In yet another blow to employers, a National Labor Relations Board Administrative Law Judge recently upheld the right of employees who regularly work with customers to wear offensive union buttons prominently displaying the letters “WTF.”
Union Says: “WTF = Where’s The Fairness?”
The case involved two groups of AT&T employees, “Core Techs” and “Prem Techs,” who started wearing the buttons at the onset of contract negotiations. The buttons included the letters “WTF” in large text, with “AT$T” following in slightly smaller text. The union name “CWA Local 4622” was written in small text across the top of the button, and “Where’s the Fairness?” was written in small text across the bottom.
AT&T instructed the Prem Techs to remove the buttons, citing mandatory appearance standards requiring apparel not to be altered “in any way, which includes adding buttons, pins, stickers, writing, etc.” AT&T had previously offered to discuss these same standards with the union, yet it never received a demand for bargaining.
AT&T later extended the same directive to its Core Techs on the basis that the buttons were offensive, profane, and inappropriate, particularly to the extent that customers would likely take the letters “WTF” by their commonly understood meaning (which is not “where’s the fairness?”), thereby damaging customer relations.
The union filed an unfair labor practice charge alleging that the company was violating employee rights to wear union insignia in the workplace. AT&T countered that the buttons were patently offensive, vulgar, and interfered with its reputation and public image. The company further contended that the union waived any right to contest application of its mandatory appearance standards for Prem Techs by failing to demand bargaining over them.
Judge Sides With Union
In a seemingly tone-deaf analysis, the ALJ determined that “WTF” was not offensive when viewed in the context of the accompanying smaller “Where’s the Fairness?” statement. When combined with “AT$T,” the judge said it simply conveyed existence of a labor dispute. The ALJ ultimately concluded that the expression “WTF” could not be interpreted so as to offend customers.

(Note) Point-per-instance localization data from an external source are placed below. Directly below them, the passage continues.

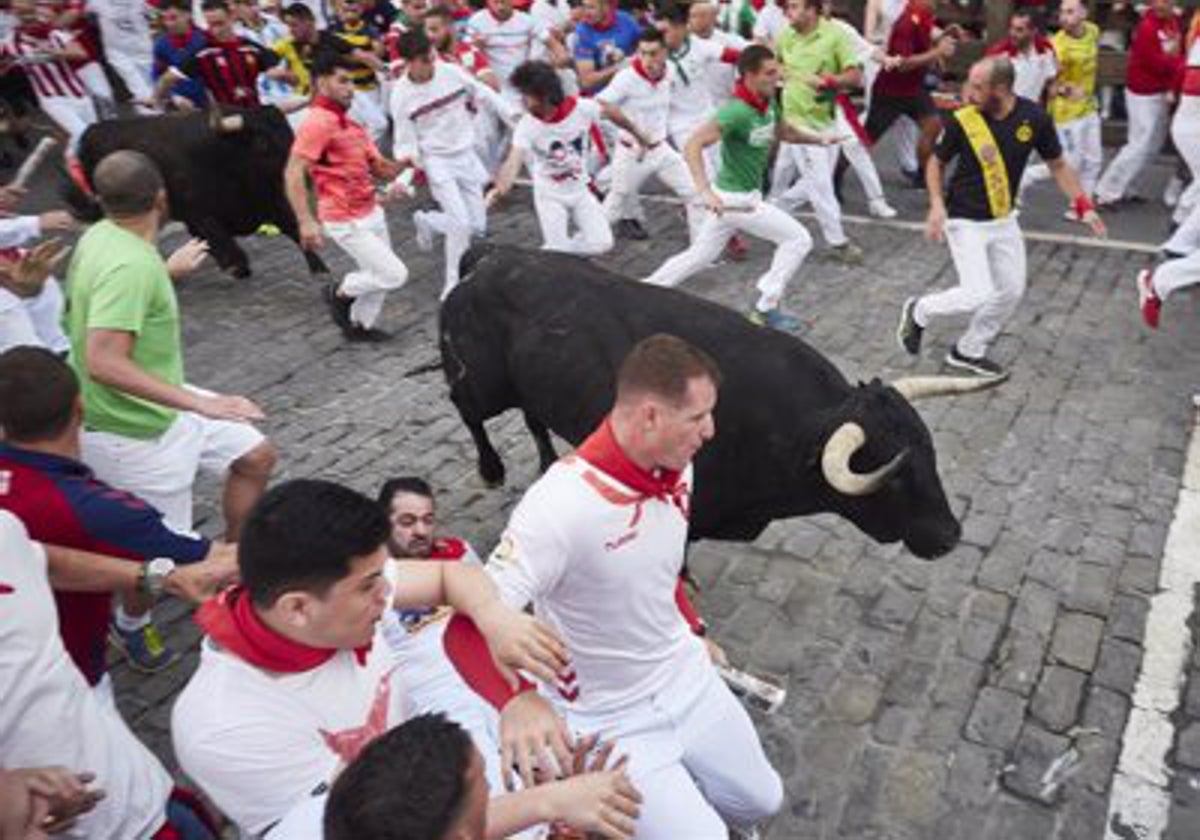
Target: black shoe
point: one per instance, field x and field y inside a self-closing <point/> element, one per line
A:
<point x="909" y="331"/>
<point x="367" y="335"/>
<point x="339" y="306"/>
<point x="630" y="228"/>
<point x="981" y="366"/>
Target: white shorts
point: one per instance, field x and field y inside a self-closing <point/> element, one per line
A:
<point x="161" y="471"/>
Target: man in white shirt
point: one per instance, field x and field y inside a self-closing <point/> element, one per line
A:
<point x="553" y="137"/>
<point x="597" y="546"/>
<point x="645" y="90"/>
<point x="295" y="677"/>
<point x="433" y="117"/>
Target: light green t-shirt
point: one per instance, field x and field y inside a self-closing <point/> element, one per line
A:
<point x="118" y="281"/>
<point x="826" y="49"/>
<point x="747" y="137"/>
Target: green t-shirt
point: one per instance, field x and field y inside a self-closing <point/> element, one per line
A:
<point x="118" y="281"/>
<point x="826" y="49"/>
<point x="747" y="137"/>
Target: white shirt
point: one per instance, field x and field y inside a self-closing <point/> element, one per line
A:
<point x="262" y="744"/>
<point x="49" y="715"/>
<point x="507" y="43"/>
<point x="556" y="153"/>
<point x="604" y="575"/>
<point x="647" y="103"/>
<point x="771" y="22"/>
<point x="437" y="118"/>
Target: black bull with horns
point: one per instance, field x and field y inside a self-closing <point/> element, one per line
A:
<point x="546" y="333"/>
<point x="223" y="172"/>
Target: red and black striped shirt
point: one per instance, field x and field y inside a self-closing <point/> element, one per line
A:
<point x="229" y="70"/>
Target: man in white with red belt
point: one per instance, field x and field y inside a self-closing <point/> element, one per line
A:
<point x="645" y="90"/>
<point x="597" y="546"/>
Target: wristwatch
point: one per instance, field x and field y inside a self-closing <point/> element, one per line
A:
<point x="155" y="574"/>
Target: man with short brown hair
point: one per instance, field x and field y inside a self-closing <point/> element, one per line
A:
<point x="597" y="546"/>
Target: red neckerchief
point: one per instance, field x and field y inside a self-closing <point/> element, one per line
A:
<point x="603" y="451"/>
<point x="640" y="69"/>
<point x="750" y="97"/>
<point x="331" y="106"/>
<point x="231" y="621"/>
<point x="448" y="549"/>
<point x="180" y="41"/>
<point x="562" y="112"/>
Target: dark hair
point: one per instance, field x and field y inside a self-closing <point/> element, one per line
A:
<point x="753" y="59"/>
<point x="663" y="365"/>
<point x="408" y="784"/>
<point x="540" y="81"/>
<point x="37" y="394"/>
<point x="303" y="534"/>
<point x="651" y="35"/>
<point x="329" y="63"/>
<point x="298" y="10"/>
<point x="413" y="45"/>
<point x="405" y="484"/>
<point x="127" y="183"/>
<point x="675" y="13"/>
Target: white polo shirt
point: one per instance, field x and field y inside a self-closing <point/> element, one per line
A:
<point x="51" y="717"/>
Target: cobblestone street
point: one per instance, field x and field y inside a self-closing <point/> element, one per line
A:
<point x="983" y="695"/>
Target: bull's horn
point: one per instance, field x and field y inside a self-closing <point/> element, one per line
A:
<point x="839" y="449"/>
<point x="918" y="388"/>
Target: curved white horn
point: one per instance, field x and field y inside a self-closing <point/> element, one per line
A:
<point x="922" y="388"/>
<point x="839" y="449"/>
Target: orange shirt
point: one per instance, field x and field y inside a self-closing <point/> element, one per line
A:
<point x="340" y="154"/>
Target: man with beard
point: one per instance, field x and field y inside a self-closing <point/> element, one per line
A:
<point x="993" y="138"/>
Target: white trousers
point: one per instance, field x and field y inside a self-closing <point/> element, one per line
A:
<point x="695" y="757"/>
<point x="990" y="261"/>
<point x="35" y="322"/>
<point x="1176" y="274"/>
<point x="161" y="471"/>
<point x="1186" y="136"/>
<point x="457" y="186"/>
<point x="1081" y="149"/>
<point x="558" y="209"/>
<point x="630" y="171"/>
<point x="1147" y="132"/>
<point x="816" y="166"/>
<point x="369" y="244"/>
<point x="744" y="213"/>
<point x="72" y="114"/>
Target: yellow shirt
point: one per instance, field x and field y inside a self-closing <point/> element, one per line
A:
<point x="1077" y="67"/>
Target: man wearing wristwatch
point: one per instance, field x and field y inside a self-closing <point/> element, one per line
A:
<point x="63" y="504"/>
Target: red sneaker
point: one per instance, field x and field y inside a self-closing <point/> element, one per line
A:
<point x="736" y="249"/>
<point x="1149" y="301"/>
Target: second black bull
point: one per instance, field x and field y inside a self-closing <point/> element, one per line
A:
<point x="545" y="333"/>
<point x="223" y="173"/>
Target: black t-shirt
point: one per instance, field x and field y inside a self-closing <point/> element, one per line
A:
<point x="1026" y="127"/>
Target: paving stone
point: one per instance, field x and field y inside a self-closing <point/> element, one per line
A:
<point x="1056" y="701"/>
<point x="1077" y="639"/>
<point x="996" y="718"/>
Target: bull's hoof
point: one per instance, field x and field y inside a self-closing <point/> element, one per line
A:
<point x="492" y="472"/>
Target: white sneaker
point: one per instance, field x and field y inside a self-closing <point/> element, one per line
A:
<point x="881" y="209"/>
<point x="424" y="232"/>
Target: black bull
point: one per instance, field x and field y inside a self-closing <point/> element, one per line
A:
<point x="546" y="333"/>
<point x="223" y="174"/>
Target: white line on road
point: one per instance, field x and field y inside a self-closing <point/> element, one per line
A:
<point x="1140" y="803"/>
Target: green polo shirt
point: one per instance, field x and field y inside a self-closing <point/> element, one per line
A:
<point x="826" y="49"/>
<point x="118" y="281"/>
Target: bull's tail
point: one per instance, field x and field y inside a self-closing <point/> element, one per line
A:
<point x="76" y="191"/>
<point x="423" y="369"/>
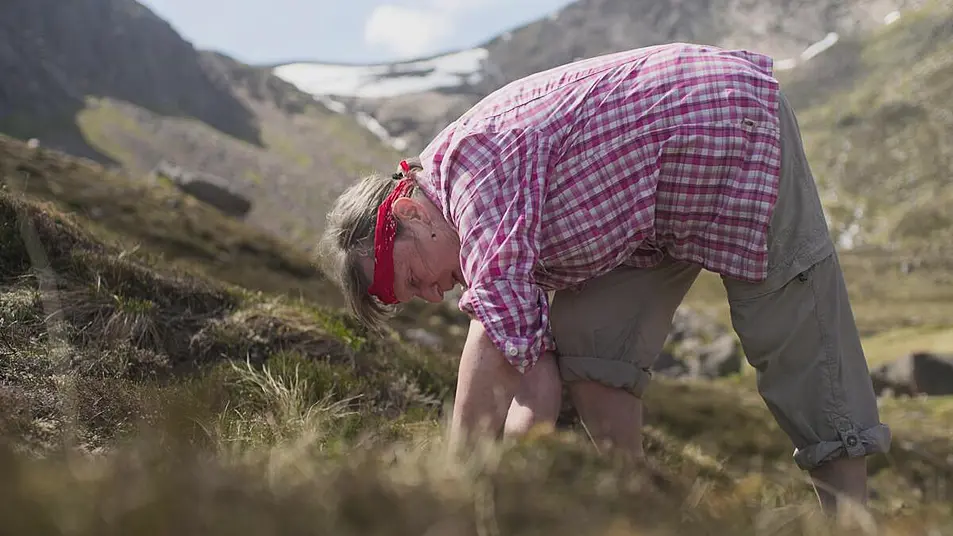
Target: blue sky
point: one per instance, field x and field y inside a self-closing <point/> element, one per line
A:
<point x="360" y="31"/>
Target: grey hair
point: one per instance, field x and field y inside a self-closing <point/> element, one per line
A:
<point x="348" y="239"/>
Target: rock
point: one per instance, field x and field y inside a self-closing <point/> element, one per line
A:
<point x="210" y="189"/>
<point x="918" y="373"/>
<point x="667" y="364"/>
<point x="721" y="357"/>
<point x="424" y="338"/>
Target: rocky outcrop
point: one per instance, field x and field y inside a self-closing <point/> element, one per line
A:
<point x="699" y="347"/>
<point x="205" y="187"/>
<point x="780" y="28"/>
<point x="55" y="54"/>
<point x="918" y="373"/>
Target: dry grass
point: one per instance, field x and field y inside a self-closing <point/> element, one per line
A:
<point x="190" y="406"/>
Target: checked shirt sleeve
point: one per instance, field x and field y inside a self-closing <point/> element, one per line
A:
<point x="497" y="198"/>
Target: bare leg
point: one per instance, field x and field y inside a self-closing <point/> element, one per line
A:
<point x="612" y="416"/>
<point x="846" y="477"/>
<point x="538" y="400"/>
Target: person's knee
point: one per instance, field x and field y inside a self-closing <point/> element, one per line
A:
<point x="538" y="400"/>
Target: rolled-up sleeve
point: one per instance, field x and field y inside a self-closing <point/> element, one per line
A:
<point x="498" y="193"/>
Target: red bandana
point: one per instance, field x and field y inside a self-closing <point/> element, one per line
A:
<point x="384" y="235"/>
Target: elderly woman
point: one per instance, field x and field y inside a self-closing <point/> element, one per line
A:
<point x="608" y="184"/>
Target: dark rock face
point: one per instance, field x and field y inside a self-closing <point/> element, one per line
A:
<point x="918" y="373"/>
<point x="207" y="188"/>
<point x="782" y="29"/>
<point x="55" y="54"/>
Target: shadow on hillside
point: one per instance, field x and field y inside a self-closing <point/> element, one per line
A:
<point x="124" y="52"/>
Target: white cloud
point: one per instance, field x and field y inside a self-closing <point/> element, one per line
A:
<point x="407" y="31"/>
<point x="411" y="32"/>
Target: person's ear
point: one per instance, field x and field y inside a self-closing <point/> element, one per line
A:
<point x="407" y="210"/>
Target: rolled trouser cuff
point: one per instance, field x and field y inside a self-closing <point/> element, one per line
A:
<point x="850" y="444"/>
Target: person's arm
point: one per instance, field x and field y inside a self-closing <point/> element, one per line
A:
<point x="497" y="206"/>
<point x="486" y="385"/>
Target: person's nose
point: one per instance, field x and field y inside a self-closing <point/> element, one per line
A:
<point x="432" y="294"/>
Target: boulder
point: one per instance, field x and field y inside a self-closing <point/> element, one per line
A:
<point x="210" y="189"/>
<point x="918" y="373"/>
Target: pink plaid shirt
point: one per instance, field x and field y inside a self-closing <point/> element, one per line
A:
<point x="616" y="160"/>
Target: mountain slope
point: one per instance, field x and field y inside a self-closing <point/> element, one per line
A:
<point x="109" y="80"/>
<point x="413" y="100"/>
<point x="138" y="398"/>
<point x="874" y="114"/>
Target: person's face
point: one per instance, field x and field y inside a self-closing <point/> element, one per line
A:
<point x="426" y="253"/>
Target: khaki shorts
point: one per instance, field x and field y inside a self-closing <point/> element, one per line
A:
<point x="796" y="327"/>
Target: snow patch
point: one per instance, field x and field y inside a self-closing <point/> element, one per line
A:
<point x="371" y="124"/>
<point x="850" y="237"/>
<point x="820" y="46"/>
<point x="784" y="65"/>
<point x="385" y="80"/>
<point x="810" y="52"/>
<point x="333" y="105"/>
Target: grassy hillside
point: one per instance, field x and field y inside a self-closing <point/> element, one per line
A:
<point x="874" y="113"/>
<point x="141" y="394"/>
<point x="307" y="154"/>
<point x="112" y="81"/>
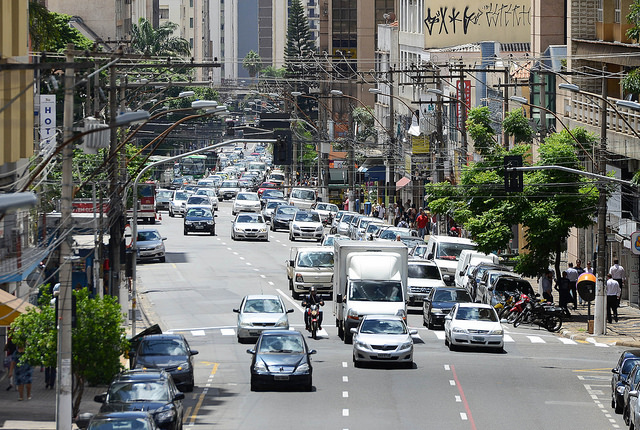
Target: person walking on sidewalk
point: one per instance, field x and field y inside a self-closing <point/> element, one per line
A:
<point x="22" y="371"/>
<point x="613" y="298"/>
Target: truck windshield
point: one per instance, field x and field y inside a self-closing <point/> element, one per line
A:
<point x="376" y="291"/>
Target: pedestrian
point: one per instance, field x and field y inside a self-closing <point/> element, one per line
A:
<point x="572" y="274"/>
<point x="613" y="298"/>
<point x="22" y="372"/>
<point x="547" y="286"/>
<point x="564" y="291"/>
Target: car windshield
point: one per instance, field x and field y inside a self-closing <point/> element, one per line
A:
<point x="199" y="212"/>
<point x="251" y="197"/>
<point x="476" y="314"/>
<point x="451" y="296"/>
<point x="250" y="218"/>
<point x="451" y="251"/>
<point x="144" y="236"/>
<point x="373" y="326"/>
<point x="307" y="216"/>
<point x="376" y="291"/>
<point x="138" y="391"/>
<point x="281" y="344"/>
<point x="163" y="347"/>
<point x="315" y="259"/>
<point x="269" y="306"/>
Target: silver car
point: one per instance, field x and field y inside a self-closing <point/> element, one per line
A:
<point x="261" y="312"/>
<point x="383" y="339"/>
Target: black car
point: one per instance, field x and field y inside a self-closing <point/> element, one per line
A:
<point x="620" y="373"/>
<point x="282" y="217"/>
<point x="145" y="390"/>
<point x="281" y="358"/>
<point x="200" y="220"/>
<point x="169" y="352"/>
<point x="439" y="302"/>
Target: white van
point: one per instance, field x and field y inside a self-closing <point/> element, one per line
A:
<point x="303" y="198"/>
<point x="467" y="261"/>
<point x="445" y="251"/>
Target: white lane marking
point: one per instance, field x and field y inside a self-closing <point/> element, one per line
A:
<point x="536" y="339"/>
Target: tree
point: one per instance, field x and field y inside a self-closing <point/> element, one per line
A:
<point x="158" y="41"/>
<point x="551" y="203"/>
<point x="300" y="48"/>
<point x="253" y="63"/>
<point x="98" y="339"/>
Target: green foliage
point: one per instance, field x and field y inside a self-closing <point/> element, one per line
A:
<point x="98" y="340"/>
<point x="252" y="63"/>
<point x="158" y="41"/>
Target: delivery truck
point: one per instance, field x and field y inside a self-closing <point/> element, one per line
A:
<point x="370" y="278"/>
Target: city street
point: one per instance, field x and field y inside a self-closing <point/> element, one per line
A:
<point x="542" y="381"/>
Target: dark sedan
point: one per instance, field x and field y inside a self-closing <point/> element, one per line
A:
<point x="282" y="217"/>
<point x="169" y="352"/>
<point x="281" y="358"/>
<point x="152" y="391"/>
<point x="439" y="302"/>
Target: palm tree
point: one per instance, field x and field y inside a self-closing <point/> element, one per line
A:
<point x="158" y="41"/>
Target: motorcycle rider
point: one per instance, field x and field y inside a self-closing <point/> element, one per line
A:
<point x="312" y="299"/>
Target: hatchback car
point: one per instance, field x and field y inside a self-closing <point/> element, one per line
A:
<point x="281" y="358"/>
<point x="150" y="245"/>
<point x="169" y="352"/>
<point x="258" y="313"/>
<point x="473" y="324"/>
<point x="246" y="202"/>
<point x="306" y="224"/>
<point x="249" y="226"/>
<point x="383" y="338"/>
<point x="439" y="302"/>
<point x="145" y="390"/>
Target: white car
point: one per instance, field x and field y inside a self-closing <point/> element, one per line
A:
<point x="306" y="224"/>
<point x="383" y="339"/>
<point x="473" y="324"/>
<point x="246" y="202"/>
<point x="261" y="312"/>
<point x="249" y="226"/>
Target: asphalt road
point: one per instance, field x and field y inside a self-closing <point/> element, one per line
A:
<point x="540" y="382"/>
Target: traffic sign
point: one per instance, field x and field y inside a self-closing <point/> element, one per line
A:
<point x="128" y="236"/>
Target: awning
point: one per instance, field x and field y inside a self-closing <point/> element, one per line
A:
<point x="402" y="182"/>
<point x="10" y="307"/>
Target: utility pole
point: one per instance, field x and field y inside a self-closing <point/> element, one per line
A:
<point x="64" y="300"/>
<point x="599" y="327"/>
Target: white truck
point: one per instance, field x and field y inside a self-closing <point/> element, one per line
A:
<point x="369" y="278"/>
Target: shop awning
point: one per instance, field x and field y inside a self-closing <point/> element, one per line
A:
<point x="10" y="307"/>
<point x="402" y="182"/>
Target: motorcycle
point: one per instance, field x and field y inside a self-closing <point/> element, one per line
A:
<point x="544" y="314"/>
<point x="313" y="313"/>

Likewise, the ALJ ruled that the buttons would not harm the company’s relationship with its customers, as their message was “a non-profane, inoffensive one,” as evidenced by the fact that AT&T received no resulting customer complaints. Accordingly, the ALJ concluded that the company violated the right of its Core Techs to wear union insignia in the workplace.
As for the Prem Techs, however, the ALJ ruled in the company’s favor. The judge reasoned that the union’s failure to demand bargaining over the appearance standards effectively waived its right to subsequently challenge the standards.
This case serves as yet another reminder that the NLRB is continuing well down the path of whittling away previously established employer rights, regulating the workplace in favor of enhanced protections for employees and unions alike. It remains to be seen where the agency will look next with respect to this encroachment strategy, but it’s fair to assume that a host of related employer property rights are now in serious jeopardy.
In the meantime, you should monitor this evolving area for further developments, and consult with counsel to ensure that your existing policies are compliant with current NLRB doctrine.